In the early 1990s, a similar study was conducted by Dr. Izumi Tabata. He developed what trainers now call Tabata training. Tabata training includes 20 seconds of intense exercise, followed by 10 seconds of rest, repeated for eight times. Tabata believes that everyone can do interval training but cautions [KAW-shuh n] that beginners should start with professional trainers so they can start at the correct intensity for them.
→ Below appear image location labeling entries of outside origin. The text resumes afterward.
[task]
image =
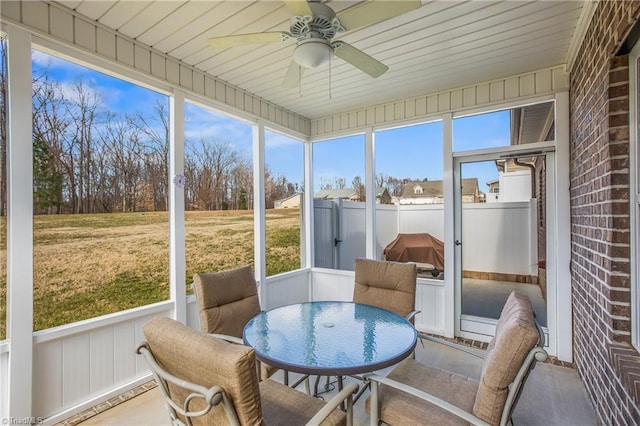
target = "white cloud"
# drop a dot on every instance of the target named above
(275, 140)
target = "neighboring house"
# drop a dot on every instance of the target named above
(494, 191)
(431, 192)
(513, 183)
(382, 195)
(331, 194)
(291, 202)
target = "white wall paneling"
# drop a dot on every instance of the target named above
(287, 288)
(81, 365)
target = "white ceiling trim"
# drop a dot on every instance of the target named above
(507, 91)
(586, 15)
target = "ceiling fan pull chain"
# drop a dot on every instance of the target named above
(330, 64)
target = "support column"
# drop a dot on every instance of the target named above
(564, 310)
(19, 223)
(370, 194)
(259, 218)
(177, 258)
(449, 223)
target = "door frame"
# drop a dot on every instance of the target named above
(482, 329)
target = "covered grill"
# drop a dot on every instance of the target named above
(419, 248)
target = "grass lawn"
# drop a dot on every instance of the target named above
(91, 265)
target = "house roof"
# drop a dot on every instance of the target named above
(335, 193)
(343, 193)
(282, 200)
(433, 188)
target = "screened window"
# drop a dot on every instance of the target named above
(409, 167)
(218, 192)
(284, 183)
(100, 154)
(339, 202)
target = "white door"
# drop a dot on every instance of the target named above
(503, 233)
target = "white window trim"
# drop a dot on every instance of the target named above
(634, 150)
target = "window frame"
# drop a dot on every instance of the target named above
(634, 198)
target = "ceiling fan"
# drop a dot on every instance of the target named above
(314, 25)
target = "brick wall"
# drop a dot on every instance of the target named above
(600, 263)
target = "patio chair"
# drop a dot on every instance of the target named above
(387, 285)
(227, 300)
(414, 393)
(210, 381)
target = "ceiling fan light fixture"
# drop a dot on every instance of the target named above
(313, 53)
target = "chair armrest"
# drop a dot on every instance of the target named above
(211, 396)
(231, 339)
(411, 314)
(345, 394)
(376, 379)
(478, 353)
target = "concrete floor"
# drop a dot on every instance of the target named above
(485, 298)
(553, 395)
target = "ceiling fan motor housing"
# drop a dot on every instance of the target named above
(322, 24)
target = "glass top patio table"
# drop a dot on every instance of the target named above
(330, 338)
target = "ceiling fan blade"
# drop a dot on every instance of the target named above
(293, 75)
(298, 7)
(375, 11)
(251, 38)
(359, 59)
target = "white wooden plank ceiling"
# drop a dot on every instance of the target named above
(442, 45)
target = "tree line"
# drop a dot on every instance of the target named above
(89, 159)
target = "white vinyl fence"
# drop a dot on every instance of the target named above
(497, 237)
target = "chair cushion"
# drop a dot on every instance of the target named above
(227, 300)
(282, 405)
(389, 285)
(400, 408)
(516, 334)
(207, 361)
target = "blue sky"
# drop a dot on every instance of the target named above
(411, 152)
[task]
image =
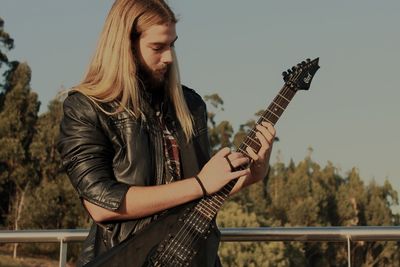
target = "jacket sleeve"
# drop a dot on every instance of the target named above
(87, 154)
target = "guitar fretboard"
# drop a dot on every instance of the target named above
(198, 221)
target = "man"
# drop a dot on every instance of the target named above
(134, 141)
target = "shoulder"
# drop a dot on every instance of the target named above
(80, 107)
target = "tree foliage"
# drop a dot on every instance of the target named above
(305, 194)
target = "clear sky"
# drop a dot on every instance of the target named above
(239, 49)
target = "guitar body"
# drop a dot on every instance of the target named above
(150, 246)
(182, 236)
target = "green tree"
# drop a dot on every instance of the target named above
(17, 125)
(221, 133)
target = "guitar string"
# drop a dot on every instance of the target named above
(252, 133)
(195, 233)
(186, 227)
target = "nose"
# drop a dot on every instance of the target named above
(167, 57)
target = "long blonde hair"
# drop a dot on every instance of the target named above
(112, 73)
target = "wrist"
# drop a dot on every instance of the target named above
(201, 185)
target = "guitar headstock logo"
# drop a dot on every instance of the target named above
(299, 77)
(308, 78)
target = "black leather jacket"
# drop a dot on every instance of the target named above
(105, 154)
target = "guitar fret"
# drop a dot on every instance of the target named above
(203, 212)
(284, 97)
(270, 112)
(278, 105)
(207, 207)
(253, 143)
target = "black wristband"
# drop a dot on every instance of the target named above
(201, 185)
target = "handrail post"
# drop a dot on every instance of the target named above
(63, 253)
(348, 251)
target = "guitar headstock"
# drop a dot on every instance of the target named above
(299, 77)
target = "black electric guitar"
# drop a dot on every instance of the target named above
(174, 239)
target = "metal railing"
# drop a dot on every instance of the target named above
(301, 234)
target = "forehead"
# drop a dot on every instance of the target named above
(159, 33)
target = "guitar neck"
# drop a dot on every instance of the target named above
(209, 206)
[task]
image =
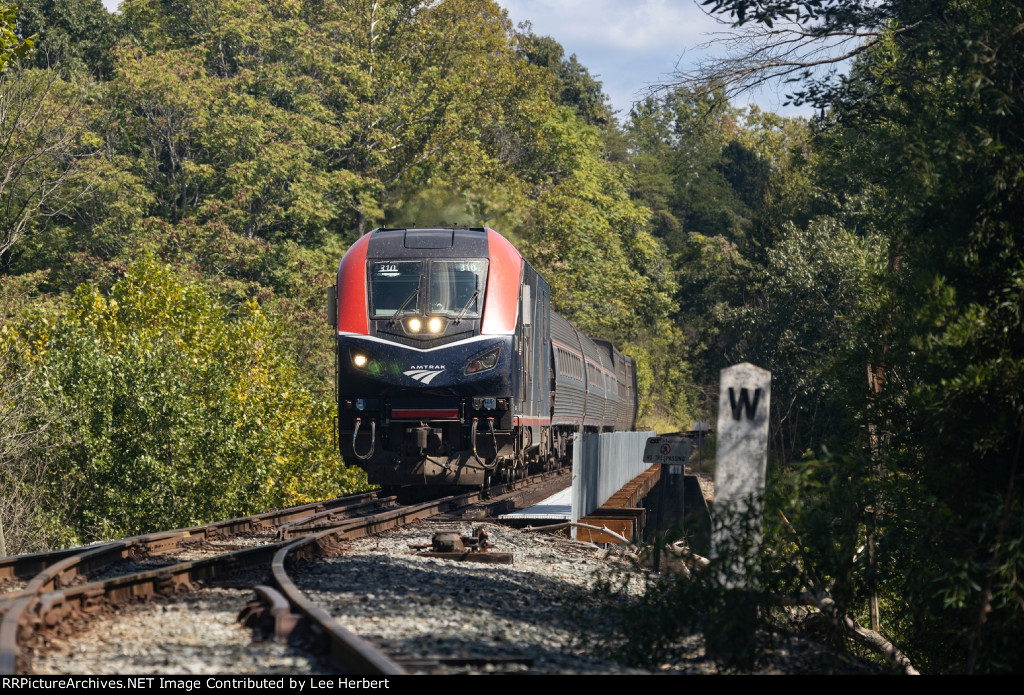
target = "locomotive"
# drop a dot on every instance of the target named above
(452, 370)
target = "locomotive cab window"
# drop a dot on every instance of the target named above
(457, 287)
(394, 286)
(453, 288)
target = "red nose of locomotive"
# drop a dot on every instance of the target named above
(427, 322)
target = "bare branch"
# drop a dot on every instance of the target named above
(758, 54)
(38, 158)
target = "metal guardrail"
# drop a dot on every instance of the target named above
(602, 464)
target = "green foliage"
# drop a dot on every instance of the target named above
(174, 411)
(13, 46)
(74, 36)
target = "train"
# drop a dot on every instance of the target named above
(452, 370)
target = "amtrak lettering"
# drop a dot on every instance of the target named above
(424, 373)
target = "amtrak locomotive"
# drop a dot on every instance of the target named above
(452, 368)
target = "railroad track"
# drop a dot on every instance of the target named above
(53, 593)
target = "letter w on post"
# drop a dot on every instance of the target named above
(744, 404)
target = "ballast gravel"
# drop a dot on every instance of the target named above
(432, 615)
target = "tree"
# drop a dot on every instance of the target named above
(74, 36)
(40, 139)
(174, 409)
(12, 45)
(921, 143)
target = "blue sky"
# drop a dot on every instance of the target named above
(627, 44)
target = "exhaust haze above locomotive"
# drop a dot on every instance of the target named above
(453, 370)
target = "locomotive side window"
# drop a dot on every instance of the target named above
(457, 287)
(394, 286)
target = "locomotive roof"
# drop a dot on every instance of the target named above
(440, 242)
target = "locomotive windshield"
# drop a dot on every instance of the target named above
(452, 288)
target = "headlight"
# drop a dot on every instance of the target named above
(485, 361)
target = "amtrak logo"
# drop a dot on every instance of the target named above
(425, 373)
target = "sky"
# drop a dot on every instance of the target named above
(628, 45)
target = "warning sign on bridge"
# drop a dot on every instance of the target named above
(667, 450)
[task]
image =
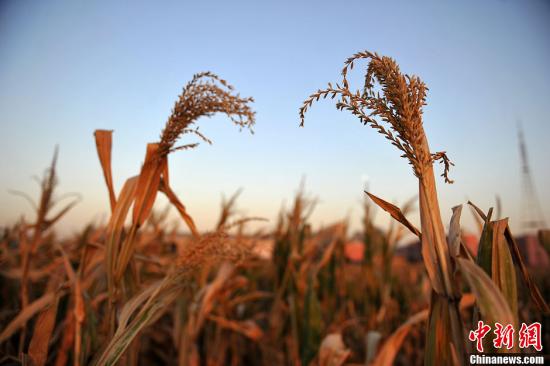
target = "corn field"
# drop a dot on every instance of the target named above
(140, 291)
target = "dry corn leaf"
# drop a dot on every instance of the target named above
(503, 270)
(165, 188)
(45, 323)
(395, 212)
(388, 351)
(103, 141)
(27, 313)
(490, 300)
(534, 292)
(455, 232)
(148, 184)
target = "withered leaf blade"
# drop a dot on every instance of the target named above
(38, 348)
(103, 141)
(148, 184)
(395, 212)
(534, 291)
(503, 271)
(454, 231)
(491, 302)
(26, 314)
(165, 188)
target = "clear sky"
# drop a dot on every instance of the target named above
(70, 67)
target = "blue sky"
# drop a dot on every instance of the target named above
(69, 67)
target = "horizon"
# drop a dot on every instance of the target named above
(68, 69)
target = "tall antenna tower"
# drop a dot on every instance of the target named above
(531, 212)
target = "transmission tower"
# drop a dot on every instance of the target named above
(531, 212)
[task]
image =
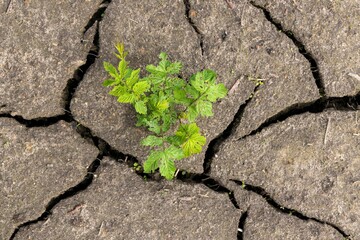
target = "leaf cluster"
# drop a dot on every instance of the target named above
(164, 102)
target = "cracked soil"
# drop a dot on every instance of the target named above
(282, 159)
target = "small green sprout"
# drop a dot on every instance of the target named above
(167, 105)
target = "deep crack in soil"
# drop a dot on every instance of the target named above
(260, 191)
(216, 142)
(346, 103)
(87, 180)
(241, 226)
(301, 47)
(193, 25)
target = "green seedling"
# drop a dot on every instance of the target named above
(166, 105)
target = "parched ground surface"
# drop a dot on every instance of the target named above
(282, 159)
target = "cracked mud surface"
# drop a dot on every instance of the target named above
(282, 159)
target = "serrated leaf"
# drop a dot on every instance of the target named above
(122, 68)
(141, 87)
(108, 82)
(152, 161)
(193, 144)
(204, 108)
(174, 68)
(173, 152)
(133, 78)
(140, 107)
(163, 56)
(192, 91)
(192, 113)
(162, 105)
(216, 92)
(118, 91)
(152, 140)
(110, 69)
(120, 48)
(180, 97)
(167, 168)
(174, 140)
(126, 98)
(191, 138)
(209, 76)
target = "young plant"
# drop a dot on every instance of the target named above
(167, 106)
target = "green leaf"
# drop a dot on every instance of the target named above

Interval training produces significant improvements in cardiorespiratory fitness. It can reduce the risk of developing cardiovascular diseases and diabetes. Both studies also showed that participants’ blood pressure levels were reduced and their muscles were better at utilizing oxygen and burning calories. Doing interval training burns an extra 150 calories in the 12 hours after exercising.

One can reap the benefits of interval training by doing high-intensity and low-intensity exercises alternately, either through cardiovascular exercises or bodyweight exercises.

Viewpoint Discussion

Enjoy a discussion with your tutor.  

Discussion A

·         Which do you prefer: a short but intense workout or long but moderate workout? Why?
·         Would you rather work out in the gym or at home? Why?

Discussion B

·         Aside from being physically fit, what are the other benefits of working out?
·         How can working out be more enjoyable?